I assume you probably know this already, just clearing up some terminology.
To your actual question; Equal temperament is defined to preserve the octave relationship. It's not a universal property of every tuning system, but it's pretty common.
So no, if the octaves are in tune, then they should have the correct relationship, and not be off by any hertz. This may not be the case in the real world, particularly if junior concert bands or bagpipes are involved.
You may not enjoy the sound of pure octaves; it's fairly sterile. But they should not be out of tune.
Now, all of that being said, pianos (and other similar instruments) are tuned using something called Stretched Tuning. As a result, the octaves are not exact doublings of frequency. But I don't think you'd say they are out of tune. In fact, this is intended to make the piano sound more in tune. Some digital pianos emulate stretched tuning; some do not.
The hearing physiology is completely different from the sound generation acoustics. And it is less well understood. But some discrepancies between acoustics in instruments and the psychoacoustics have been described. One of the most obvious things is that the spectrum of the sound has a greater influency on musical harmony than the harmonic series from mathematics. Both are weakly linked together. Steady nonmoving fusing sounds tend to have a harmonic spectrum, while timbres with inharmonic spectra tend to have some instability or vibrating component in the timbre.
So when your octave sounds bad, it may be that the octave is not really an octave, or it may be that your timbre has a component which dissonates with the octave of another component. This is often the case with instruments that have a multidimensional geometry like Glockenspiel, Drums, Xylophones etc.
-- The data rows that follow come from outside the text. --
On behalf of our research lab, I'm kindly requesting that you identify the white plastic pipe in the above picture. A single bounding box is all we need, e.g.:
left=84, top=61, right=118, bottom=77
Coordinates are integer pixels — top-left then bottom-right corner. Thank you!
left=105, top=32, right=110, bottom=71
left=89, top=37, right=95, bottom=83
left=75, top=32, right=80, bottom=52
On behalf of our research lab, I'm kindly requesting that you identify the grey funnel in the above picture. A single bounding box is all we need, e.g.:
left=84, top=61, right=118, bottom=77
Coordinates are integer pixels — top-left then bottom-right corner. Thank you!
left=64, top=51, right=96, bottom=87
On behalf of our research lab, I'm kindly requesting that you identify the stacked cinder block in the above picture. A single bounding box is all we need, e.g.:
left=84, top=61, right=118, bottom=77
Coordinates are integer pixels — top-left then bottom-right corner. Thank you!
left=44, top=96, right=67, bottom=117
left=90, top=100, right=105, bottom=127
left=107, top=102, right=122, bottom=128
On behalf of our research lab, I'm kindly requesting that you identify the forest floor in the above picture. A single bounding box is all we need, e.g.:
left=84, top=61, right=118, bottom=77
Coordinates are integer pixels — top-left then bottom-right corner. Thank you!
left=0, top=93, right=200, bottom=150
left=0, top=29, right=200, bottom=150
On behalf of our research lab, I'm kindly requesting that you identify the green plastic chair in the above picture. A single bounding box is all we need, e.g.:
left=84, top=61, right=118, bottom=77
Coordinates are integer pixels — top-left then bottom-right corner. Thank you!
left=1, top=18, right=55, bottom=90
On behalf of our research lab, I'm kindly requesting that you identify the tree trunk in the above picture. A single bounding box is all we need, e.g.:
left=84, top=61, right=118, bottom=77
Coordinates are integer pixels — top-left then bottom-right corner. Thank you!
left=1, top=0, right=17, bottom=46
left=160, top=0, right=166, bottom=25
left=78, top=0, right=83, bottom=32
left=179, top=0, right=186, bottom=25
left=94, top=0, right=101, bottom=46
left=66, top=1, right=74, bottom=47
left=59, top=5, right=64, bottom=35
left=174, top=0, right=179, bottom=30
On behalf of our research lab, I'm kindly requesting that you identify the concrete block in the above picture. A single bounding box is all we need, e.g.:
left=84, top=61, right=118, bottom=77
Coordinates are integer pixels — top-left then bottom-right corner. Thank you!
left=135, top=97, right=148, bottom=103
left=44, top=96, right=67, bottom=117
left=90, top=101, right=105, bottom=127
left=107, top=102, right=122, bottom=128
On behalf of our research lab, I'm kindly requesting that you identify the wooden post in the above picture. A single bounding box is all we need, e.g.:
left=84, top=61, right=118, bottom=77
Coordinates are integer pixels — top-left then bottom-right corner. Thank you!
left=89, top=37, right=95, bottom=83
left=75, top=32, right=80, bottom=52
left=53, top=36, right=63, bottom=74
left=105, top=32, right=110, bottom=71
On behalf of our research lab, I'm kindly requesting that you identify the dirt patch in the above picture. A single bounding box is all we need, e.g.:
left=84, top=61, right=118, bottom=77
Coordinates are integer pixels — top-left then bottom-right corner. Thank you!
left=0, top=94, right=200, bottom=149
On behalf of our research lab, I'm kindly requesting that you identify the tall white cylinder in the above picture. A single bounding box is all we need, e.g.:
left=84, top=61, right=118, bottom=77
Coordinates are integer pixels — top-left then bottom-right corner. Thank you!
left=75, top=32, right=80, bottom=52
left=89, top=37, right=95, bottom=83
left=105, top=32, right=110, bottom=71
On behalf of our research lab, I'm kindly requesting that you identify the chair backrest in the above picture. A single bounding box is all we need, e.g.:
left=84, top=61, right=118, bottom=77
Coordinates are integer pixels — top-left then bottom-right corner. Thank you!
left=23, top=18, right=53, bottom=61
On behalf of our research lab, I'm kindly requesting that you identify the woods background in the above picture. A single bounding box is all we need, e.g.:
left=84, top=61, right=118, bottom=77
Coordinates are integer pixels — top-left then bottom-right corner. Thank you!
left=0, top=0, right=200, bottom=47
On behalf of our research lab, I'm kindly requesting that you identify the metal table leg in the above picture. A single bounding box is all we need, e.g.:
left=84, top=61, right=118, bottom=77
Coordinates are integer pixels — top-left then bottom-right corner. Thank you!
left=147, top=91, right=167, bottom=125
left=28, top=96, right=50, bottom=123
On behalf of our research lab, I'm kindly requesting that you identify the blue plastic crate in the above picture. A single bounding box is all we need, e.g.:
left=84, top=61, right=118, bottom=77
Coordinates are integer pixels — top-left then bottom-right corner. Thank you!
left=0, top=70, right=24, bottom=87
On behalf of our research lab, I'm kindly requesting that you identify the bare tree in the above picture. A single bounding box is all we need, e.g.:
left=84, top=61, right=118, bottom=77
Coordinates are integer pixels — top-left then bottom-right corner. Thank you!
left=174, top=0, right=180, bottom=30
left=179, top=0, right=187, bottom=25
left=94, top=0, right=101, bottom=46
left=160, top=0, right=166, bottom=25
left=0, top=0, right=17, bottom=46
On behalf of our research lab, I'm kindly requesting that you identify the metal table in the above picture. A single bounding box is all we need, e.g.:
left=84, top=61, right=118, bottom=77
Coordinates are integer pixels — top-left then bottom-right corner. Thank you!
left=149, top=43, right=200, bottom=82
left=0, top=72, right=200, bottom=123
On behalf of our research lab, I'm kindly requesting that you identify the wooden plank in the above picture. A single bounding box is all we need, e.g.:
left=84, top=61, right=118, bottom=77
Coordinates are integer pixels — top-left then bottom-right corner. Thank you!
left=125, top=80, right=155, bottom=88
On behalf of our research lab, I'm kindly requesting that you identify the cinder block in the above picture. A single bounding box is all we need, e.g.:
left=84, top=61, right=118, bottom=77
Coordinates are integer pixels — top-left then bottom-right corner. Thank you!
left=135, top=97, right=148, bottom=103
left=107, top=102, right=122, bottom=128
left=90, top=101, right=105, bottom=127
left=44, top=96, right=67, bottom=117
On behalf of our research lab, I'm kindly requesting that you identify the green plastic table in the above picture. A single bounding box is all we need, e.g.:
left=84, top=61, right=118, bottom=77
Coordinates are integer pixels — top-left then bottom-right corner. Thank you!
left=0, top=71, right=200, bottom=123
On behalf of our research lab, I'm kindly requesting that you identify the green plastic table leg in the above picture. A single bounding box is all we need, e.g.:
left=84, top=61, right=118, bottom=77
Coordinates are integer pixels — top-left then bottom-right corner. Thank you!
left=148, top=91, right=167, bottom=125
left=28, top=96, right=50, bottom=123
Tubes and Strings are mainly one-dimensional while they do not necessarily have a perfect harmonic spectrum due to friction, stiffness or because the different waves extend more or less over the instrument geometry.
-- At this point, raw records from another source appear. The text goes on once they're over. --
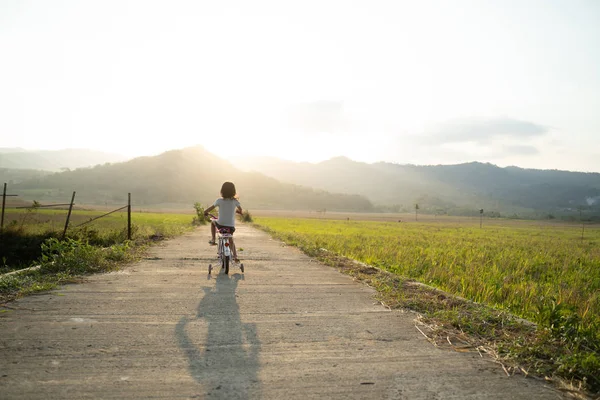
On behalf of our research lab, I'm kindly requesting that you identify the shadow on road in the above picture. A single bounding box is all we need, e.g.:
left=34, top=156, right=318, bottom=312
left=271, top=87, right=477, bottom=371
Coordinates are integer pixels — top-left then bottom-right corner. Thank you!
left=175, top=273, right=260, bottom=399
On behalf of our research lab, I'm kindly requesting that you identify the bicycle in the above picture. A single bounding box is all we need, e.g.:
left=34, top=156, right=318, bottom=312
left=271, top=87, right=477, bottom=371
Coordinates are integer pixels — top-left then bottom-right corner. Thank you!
left=208, top=214, right=244, bottom=275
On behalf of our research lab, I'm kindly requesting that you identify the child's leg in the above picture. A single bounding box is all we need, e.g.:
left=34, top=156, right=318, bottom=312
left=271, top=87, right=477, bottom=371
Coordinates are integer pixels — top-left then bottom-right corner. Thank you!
left=210, top=221, right=217, bottom=242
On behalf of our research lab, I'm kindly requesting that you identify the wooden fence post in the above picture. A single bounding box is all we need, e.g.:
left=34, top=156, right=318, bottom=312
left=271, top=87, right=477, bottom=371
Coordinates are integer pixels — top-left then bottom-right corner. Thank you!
left=63, top=192, right=75, bottom=239
left=127, top=193, right=131, bottom=240
left=0, top=182, right=6, bottom=232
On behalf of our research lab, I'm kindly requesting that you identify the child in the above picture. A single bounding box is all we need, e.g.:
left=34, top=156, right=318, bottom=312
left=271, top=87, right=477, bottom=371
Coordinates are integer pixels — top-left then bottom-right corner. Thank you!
left=204, top=182, right=242, bottom=262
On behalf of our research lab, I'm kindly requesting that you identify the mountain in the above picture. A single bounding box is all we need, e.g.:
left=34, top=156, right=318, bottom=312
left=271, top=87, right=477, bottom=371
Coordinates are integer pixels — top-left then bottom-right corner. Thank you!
left=236, top=157, right=600, bottom=214
left=5, top=146, right=373, bottom=211
left=0, top=148, right=128, bottom=171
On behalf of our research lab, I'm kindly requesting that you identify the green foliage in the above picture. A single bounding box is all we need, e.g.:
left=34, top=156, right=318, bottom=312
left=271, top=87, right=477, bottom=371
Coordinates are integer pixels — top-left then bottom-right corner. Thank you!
left=0, top=210, right=192, bottom=299
left=241, top=210, right=253, bottom=222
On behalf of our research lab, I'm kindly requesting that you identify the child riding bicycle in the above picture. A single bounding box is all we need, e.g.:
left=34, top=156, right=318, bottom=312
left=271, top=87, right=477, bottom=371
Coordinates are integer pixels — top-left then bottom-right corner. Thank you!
left=204, top=182, right=242, bottom=262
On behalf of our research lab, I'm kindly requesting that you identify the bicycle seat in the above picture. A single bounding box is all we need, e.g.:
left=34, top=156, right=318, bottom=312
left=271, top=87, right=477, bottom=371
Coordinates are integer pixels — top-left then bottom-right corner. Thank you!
left=219, top=227, right=233, bottom=236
Actually, without knowing your particular sound, nobody can really anwer your question.
Octaves are the only interval that is perfectly tune in equal temperament.
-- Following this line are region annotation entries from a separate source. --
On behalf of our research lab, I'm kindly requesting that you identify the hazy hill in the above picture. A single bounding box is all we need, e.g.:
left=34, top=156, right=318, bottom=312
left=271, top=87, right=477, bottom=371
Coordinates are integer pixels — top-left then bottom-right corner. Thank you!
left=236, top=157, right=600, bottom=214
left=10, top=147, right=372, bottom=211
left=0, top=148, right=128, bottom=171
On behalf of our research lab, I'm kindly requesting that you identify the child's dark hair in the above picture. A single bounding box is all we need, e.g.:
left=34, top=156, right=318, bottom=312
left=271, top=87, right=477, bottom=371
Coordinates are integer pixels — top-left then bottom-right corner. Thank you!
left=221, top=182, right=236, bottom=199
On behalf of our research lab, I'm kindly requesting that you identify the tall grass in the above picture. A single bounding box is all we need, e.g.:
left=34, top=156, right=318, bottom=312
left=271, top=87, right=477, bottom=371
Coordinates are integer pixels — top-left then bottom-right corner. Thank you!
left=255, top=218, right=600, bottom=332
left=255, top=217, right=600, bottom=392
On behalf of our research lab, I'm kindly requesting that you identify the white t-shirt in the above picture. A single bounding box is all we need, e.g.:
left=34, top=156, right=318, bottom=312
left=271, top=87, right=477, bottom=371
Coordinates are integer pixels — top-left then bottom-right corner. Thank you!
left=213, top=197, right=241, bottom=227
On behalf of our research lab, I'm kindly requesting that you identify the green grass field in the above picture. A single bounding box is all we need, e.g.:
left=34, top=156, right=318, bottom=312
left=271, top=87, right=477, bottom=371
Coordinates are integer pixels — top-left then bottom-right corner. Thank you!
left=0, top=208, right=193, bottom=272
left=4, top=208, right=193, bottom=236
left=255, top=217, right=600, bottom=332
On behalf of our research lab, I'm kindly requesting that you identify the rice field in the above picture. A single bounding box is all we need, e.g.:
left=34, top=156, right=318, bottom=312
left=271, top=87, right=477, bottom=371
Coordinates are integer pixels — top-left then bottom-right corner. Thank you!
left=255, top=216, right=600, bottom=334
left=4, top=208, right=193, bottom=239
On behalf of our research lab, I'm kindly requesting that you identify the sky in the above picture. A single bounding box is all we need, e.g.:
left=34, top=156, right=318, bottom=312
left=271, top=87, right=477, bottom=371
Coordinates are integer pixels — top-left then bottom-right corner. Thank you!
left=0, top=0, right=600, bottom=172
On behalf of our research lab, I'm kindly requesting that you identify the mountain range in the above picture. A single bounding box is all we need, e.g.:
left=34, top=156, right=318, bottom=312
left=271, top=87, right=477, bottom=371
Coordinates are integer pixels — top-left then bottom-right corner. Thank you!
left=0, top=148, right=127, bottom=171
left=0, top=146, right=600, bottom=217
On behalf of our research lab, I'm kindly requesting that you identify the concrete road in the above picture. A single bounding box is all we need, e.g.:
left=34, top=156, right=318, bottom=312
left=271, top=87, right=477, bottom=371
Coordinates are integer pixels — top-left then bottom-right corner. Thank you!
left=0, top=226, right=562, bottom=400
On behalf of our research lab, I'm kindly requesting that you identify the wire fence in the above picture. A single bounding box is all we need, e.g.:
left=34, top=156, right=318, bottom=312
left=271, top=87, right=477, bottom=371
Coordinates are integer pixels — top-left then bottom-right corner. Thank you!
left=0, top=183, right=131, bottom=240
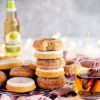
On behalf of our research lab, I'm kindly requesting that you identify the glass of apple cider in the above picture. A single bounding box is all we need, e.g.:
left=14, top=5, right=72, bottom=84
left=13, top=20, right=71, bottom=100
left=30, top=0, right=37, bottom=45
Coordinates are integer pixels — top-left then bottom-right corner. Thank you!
left=74, top=60, right=100, bottom=100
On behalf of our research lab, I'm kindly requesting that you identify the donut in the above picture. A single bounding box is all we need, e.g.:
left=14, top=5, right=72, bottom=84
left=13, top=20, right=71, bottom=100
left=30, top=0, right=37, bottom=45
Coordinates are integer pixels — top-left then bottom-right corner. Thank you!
left=0, top=58, right=23, bottom=70
left=64, top=60, right=78, bottom=75
left=6, top=77, right=36, bottom=93
left=10, top=66, right=35, bottom=77
left=29, top=63, right=37, bottom=70
left=33, top=38, right=62, bottom=51
left=36, top=58, right=65, bottom=69
left=37, top=76, right=66, bottom=90
left=0, top=71, right=7, bottom=86
left=35, top=68, right=65, bottom=78
left=34, top=50, right=63, bottom=59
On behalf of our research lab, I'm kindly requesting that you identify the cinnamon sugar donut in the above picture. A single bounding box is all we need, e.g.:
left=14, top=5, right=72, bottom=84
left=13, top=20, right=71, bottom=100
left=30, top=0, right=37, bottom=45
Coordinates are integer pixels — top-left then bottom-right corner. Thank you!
left=34, top=50, right=63, bottom=59
left=37, top=76, right=66, bottom=89
left=0, top=71, right=7, bottom=86
left=35, top=68, right=65, bottom=78
left=10, top=66, right=35, bottom=77
left=36, top=58, right=65, bottom=69
left=64, top=60, right=79, bottom=75
left=0, top=58, right=23, bottom=70
left=33, top=38, right=62, bottom=51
When you say an octave "sounds like garbage" to you, it's unclear what you mean. If you mean that it doesn't sound particularly interesting then I agree, that's the whole point, octaves are so harmonious that they disappear, two notes played together in octaves simply blend together. If you mean that it sounds unpleasant, then whatever instrument you're using is probably out of tune which is why you're hearing a clash.